Extract and Vet Indicators of Compromise from both formatted and unformatted input data.

This project is still under development, so currently only the functionality for Extracting has been completed. The following indicators can be extracted at this time:

• MD5 Hashes
• SHA-256 Hashes
• IP Addresses
• Domain Names

• Python 2.7 — tested on version 2.7.5

• lxml (library for processing XML and HTML) — http://lxml.de/

The program accepts one or more input file paths, and will display the results to the console; optionally, you can provide an output file path.

usage: intel.py [-h] -i INPUT PATH [INPUT PATH ...] [-o OUTPUT FILE] [-e] [-v]
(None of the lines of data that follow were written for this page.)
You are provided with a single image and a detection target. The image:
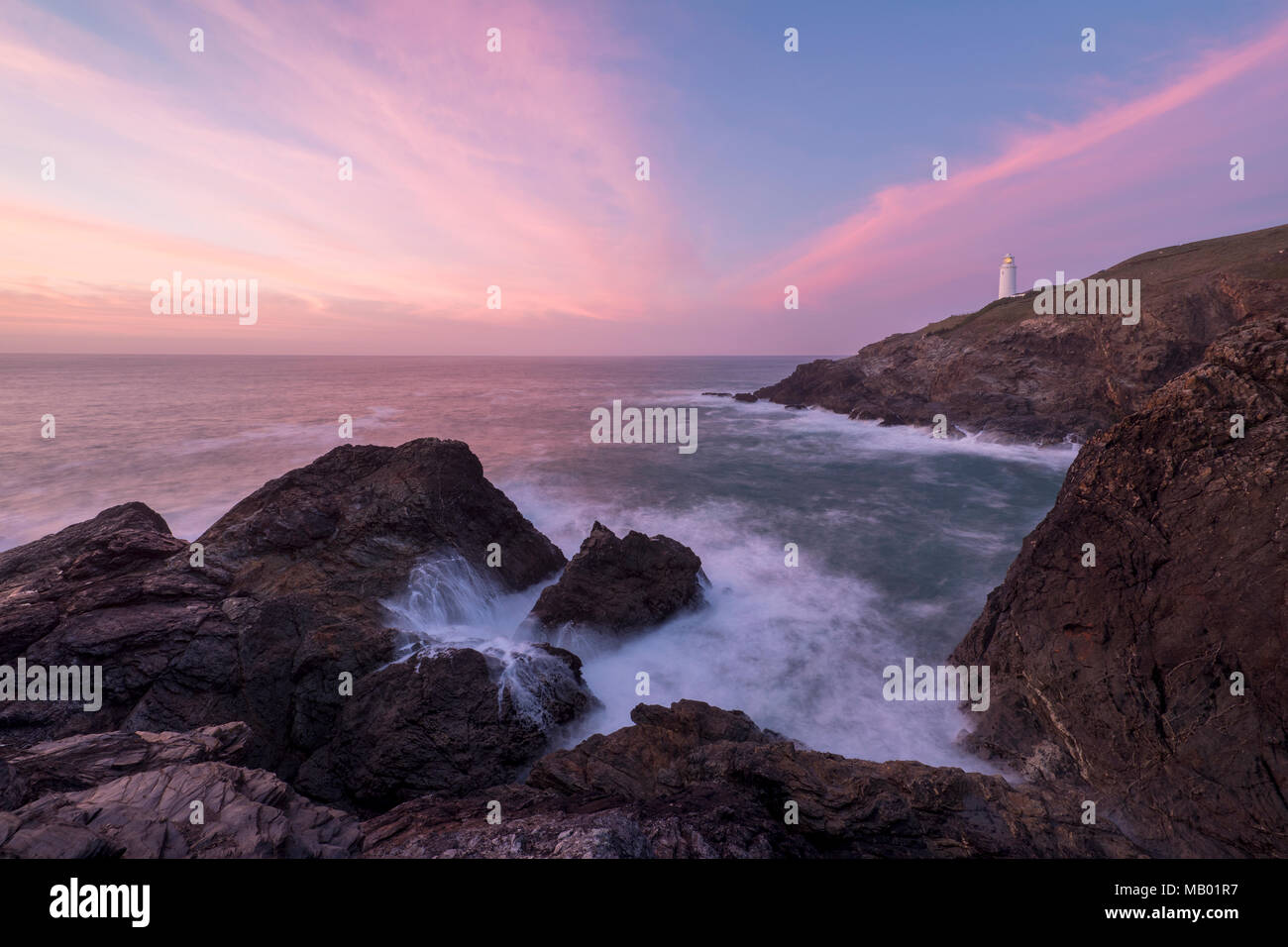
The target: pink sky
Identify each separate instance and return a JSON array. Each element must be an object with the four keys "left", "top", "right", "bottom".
[{"left": 0, "top": 0, "right": 1288, "bottom": 355}]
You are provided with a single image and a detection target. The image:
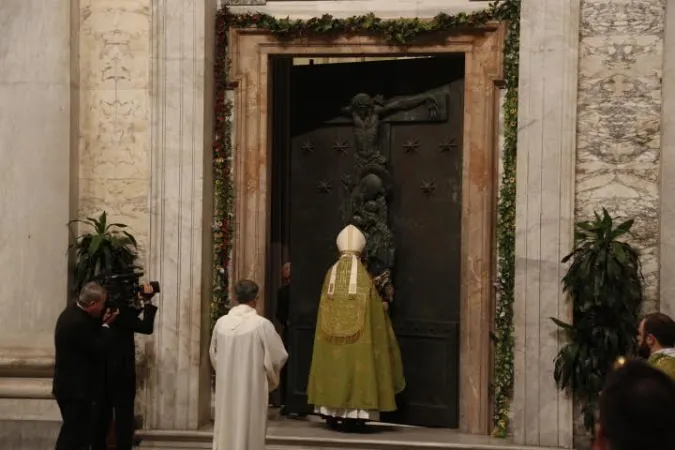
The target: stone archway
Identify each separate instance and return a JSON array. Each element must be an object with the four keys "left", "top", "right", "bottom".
[{"left": 228, "top": 24, "right": 505, "bottom": 434}]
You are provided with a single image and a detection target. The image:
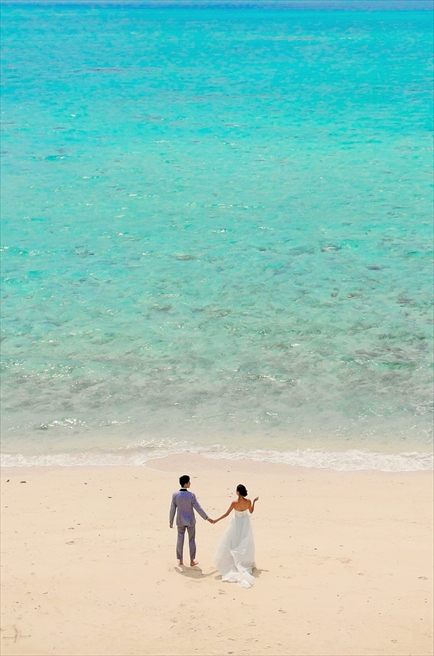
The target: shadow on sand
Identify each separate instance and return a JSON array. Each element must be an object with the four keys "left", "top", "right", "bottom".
[{"left": 175, "top": 565, "right": 217, "bottom": 581}]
Used for Extracting and Vetting Intel.

optional arguments:
  -h, --help                                                           show this help message and exit
  -i INPUT PATH [INPUT PATH ...], --input INPUT PATH [INPUT PATH ...]  one or more paths to input file or URL.
  -o OUTPUT FILE, --output OUTPUT FILE                                 optional path to output file.
  -e, --extract                                                        extract intel from input data.
  -v, --vet                                                            vet intel from input data.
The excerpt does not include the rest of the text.